Adalah sesuatu yang biasa saja ketika Dirjen Otonomi Daerah Kemendagri memberikan predikat sebagai daerah otonom " Zona Merah " kepada Bangka Selatan. Sinyalemen tentang itu sudah terlihat ketika pelayanan publik yang menjadi parameter dalam penilaian kepada suatu daerah otonomi memang belum optimal diaplikasikan di daerah ini yang akan merayakan hari jadinya yang keduabelas 27 januari ini.
Bagaimana tidak, sektor kesehatan yang merupakan simbol dalam menilai keberhasilan daerah dan menjadi tanggungjawab negara seakan-akan terabaikan. Padahal kesehatan adalah salah satu kredit point bagi negara dalam melayani masyarakat. Dan ketika suatu daerah mengalami kasus demam berdarah yang membuat 1 jiwa manusia dan rakyat saja hilang dan menjadi korban maka sektor itu dianggap gagal.
Demikian pula dengan sektor pendidikan yang tertera dalam konstitusi kita. Satu warga dan anak bangsa putus sekolah maka perlu dipertanyakan kredibilitas daerah itu dalam melayani masyarakatnya. Apalagi UU Pelayanan Publik telah dilahirkan sebagai bentuk memberikan rasa nyaman dan aman bagi warga masyarakat dalam berkehidupan.
Perkebunan Lada di Toboali, Bangka Selatan (dok. Pribadi)
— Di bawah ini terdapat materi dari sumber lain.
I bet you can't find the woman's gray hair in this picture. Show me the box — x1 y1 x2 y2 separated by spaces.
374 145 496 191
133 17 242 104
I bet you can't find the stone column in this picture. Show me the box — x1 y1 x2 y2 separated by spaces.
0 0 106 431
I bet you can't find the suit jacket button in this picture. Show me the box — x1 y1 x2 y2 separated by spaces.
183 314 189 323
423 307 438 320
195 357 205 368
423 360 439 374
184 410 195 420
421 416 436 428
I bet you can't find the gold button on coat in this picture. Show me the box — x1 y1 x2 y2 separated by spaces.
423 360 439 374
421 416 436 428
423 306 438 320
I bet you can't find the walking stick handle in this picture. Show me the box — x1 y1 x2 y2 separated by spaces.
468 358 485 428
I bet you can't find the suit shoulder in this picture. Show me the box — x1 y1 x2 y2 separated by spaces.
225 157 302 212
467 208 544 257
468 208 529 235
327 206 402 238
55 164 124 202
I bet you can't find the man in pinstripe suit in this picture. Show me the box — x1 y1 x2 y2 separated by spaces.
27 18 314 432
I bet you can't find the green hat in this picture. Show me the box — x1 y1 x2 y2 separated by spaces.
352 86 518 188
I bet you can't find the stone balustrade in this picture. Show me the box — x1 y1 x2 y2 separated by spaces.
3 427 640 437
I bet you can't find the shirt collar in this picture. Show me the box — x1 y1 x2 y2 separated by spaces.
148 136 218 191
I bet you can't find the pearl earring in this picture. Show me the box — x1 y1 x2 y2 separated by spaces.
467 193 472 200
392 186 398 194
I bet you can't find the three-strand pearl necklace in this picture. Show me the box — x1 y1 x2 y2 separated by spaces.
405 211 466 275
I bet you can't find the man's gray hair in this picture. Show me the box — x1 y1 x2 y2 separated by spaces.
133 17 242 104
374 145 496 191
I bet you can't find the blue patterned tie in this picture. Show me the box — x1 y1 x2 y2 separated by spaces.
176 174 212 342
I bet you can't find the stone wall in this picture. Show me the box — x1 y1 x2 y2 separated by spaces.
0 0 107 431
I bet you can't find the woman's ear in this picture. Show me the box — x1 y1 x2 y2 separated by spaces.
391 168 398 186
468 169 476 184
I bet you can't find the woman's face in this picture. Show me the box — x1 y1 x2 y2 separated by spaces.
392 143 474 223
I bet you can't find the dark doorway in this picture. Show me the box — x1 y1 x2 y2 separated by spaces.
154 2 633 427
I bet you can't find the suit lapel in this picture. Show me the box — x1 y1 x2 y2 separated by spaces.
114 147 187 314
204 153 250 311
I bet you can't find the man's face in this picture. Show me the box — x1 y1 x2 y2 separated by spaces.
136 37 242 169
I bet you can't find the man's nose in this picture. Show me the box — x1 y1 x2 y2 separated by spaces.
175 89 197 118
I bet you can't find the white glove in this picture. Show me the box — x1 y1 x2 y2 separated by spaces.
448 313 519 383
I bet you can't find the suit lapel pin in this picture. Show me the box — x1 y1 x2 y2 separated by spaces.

Keberhasilan suatu daerah bukan diukur dari parameter berapa megah gedung perkantoran. Kesuksesan sebuah daerah bukan hanya diukur dari banyak kendaraan flat merah yang hilir mudik mengasapi warga lewat knalpot mobilnya yang anggarannya diperoleh ari rakyat. Namun kesuksesan dan keberhasilan daerah dapat dipandang ketika masyarakat sehat dan mendapat pendidikan yang pantas sebagaimana amanat Konstitusi.
Tak pelak kebelumberhasilan Bangka Selatan dalam dua sektor ini membuat IPM (indek Pembangunan Manusia) yang menjadikan tolak ukur prestasi sebuah daerah otonom kalah dengan daerah lainnya di Provinsi Bangka Belitung.
Untuk melahirkan pelayan publik yang maknyus dan sukses tentunya perlu didukng infrastruktur birokrat yang kuat, berwibawa dan mampu memartabatkan jabatan sebagai pamong praja dan pelayan masyarakat.
Selama kurun waktu 12 tahun ini sektor birokrasi menjadi sektor yang paling sering mendapatkan kritikan dari anggota masyarakat. Kepala daerah dengan kewenanganya kadangkala melalaikan asas kompetensi dalam menempatkan birokrat dalam jabatan.
Tak heran birokrat yang diamanah jabatan yang bukan bidangnya kadangkala kerepotan menyesuaikan diri dengan jabatan yang diamanahkan kepadanya. Dan proses belajar pun perlu waktu. Sementara proses pelayanan kepada masyarakat tak boleh terhenti.
Akibat ketidakakuratan dalam menempatkan birokrat dalam jabatan, membuat birokrat harus bertentangan dengan hukum yang mengakibatkan mareka harus menerima konsekwensi hukum. Dan yang menjadi persoalan adalah kenapa birokrat tidak memberikan apologi, alasan dan argumentasi ketika jabatan yang diamanahkan Kepala Daerah kepada birokrat tak sesuai dengan kompetensi dan pengalaman kerjanya. Dan ini memang menjadi ciri khas birokrat akan jabatan.